22 July 2026

La Norvegia introduce una nuova tassa di soggiorno del 3%

La Norvegia prende provvedimento per allontanare il rischio overtourism, che riguarda in particolare le mete più popolari della destinazione, che si trovano a fare i conti con strutture e parcheggi inadeguati rispetto al numero di visitatori.

La nuova legge, approvata ieri dal Parlamento, consente ai comuni delle “aree particolarmente colpite dal turismo” di applicare una tassa del 3% per ogni pernottamento in hotel e alloggi privati come Airbnb.

Negli ultimi anni la Norvegia è stata protagonista di un boom turistico, con un’impennata del numero di visitatori attratti dai paesaggi in gran parte incontaminati, dal clima estivo rinfrescante che contrasta con le ondate di calore mediterranee e dalla valuta nazionale debole.
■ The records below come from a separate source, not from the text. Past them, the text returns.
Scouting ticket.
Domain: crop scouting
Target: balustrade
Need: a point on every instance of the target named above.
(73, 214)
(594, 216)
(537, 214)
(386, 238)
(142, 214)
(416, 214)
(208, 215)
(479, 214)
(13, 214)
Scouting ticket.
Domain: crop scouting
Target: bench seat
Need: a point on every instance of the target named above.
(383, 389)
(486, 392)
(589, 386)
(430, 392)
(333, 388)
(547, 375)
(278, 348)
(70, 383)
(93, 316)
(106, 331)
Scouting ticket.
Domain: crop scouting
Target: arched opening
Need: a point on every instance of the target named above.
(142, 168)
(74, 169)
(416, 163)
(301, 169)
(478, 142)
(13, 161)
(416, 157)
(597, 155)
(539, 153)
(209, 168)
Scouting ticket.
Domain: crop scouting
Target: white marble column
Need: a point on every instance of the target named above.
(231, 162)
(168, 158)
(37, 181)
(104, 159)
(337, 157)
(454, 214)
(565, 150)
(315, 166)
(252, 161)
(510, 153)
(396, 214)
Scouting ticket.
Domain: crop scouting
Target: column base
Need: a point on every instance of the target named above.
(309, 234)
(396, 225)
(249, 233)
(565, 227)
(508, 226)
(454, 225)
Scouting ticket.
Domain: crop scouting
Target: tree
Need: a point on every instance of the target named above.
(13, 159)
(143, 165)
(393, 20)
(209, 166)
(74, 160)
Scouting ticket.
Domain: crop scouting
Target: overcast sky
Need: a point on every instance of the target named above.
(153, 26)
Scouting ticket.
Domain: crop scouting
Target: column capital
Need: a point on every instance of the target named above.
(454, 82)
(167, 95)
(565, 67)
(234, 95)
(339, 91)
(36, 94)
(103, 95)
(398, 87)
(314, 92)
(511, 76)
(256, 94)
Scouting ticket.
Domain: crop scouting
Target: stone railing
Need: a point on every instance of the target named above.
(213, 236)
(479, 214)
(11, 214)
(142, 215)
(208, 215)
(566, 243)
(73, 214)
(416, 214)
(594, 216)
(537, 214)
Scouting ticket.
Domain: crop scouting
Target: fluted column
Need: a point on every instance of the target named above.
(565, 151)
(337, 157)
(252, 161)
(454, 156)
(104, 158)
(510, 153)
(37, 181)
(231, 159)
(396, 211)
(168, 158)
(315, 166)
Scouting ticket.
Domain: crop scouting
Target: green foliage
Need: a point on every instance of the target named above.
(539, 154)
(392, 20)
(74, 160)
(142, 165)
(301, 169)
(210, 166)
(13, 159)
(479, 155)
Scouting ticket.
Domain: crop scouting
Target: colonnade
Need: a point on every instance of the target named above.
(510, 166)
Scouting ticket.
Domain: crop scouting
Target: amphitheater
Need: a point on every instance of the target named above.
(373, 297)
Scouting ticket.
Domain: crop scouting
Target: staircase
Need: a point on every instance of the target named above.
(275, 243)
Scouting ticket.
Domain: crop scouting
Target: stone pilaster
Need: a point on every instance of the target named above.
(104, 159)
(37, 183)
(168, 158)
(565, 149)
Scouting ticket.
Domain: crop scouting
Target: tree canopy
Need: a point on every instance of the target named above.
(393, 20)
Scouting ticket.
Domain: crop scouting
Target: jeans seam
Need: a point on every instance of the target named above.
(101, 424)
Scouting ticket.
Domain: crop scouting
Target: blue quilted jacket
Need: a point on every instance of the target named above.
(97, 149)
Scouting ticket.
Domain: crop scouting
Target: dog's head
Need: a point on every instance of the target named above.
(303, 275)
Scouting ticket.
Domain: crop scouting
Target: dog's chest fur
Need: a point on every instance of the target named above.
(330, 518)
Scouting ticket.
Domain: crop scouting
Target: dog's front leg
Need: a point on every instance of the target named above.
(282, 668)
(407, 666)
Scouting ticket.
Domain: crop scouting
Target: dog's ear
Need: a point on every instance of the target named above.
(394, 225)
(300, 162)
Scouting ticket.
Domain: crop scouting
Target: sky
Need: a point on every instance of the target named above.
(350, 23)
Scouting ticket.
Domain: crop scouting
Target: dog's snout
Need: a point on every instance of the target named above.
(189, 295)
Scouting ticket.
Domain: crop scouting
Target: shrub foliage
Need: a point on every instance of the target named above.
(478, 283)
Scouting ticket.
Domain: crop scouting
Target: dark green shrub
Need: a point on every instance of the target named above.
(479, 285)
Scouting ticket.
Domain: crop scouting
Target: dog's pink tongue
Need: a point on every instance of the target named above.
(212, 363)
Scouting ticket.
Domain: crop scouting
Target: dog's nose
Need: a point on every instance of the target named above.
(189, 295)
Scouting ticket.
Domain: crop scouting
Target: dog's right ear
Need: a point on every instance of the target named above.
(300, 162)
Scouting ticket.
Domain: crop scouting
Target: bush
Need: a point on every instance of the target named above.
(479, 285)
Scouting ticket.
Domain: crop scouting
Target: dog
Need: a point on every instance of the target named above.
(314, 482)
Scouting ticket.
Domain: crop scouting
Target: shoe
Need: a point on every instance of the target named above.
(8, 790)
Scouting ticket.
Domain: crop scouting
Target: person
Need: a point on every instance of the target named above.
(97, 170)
Il 2024 ha stabilito un nuovo record, con quasi 38,6 milioni di pernottamenti registrati, di cui oltre 12 milioni da parte di turisti stranieri, segnando un aumento del 4,2% rispetto al 2023.

Il gettito derivante dalla nuova imposta è destinato esclusivamente al finanziamento di strutture pubbliche volte a migliorare l’esperienza turistica. I comuni che desiderano beneficiarne devono dimostrare che le loro strutture sono inadeguate e ottenere l’approvazione dei loro piani da parte del governo.

La medesima tassazione potrebbe essere imposta anche alle navi da crociera che attraccano nei porti norvegesi.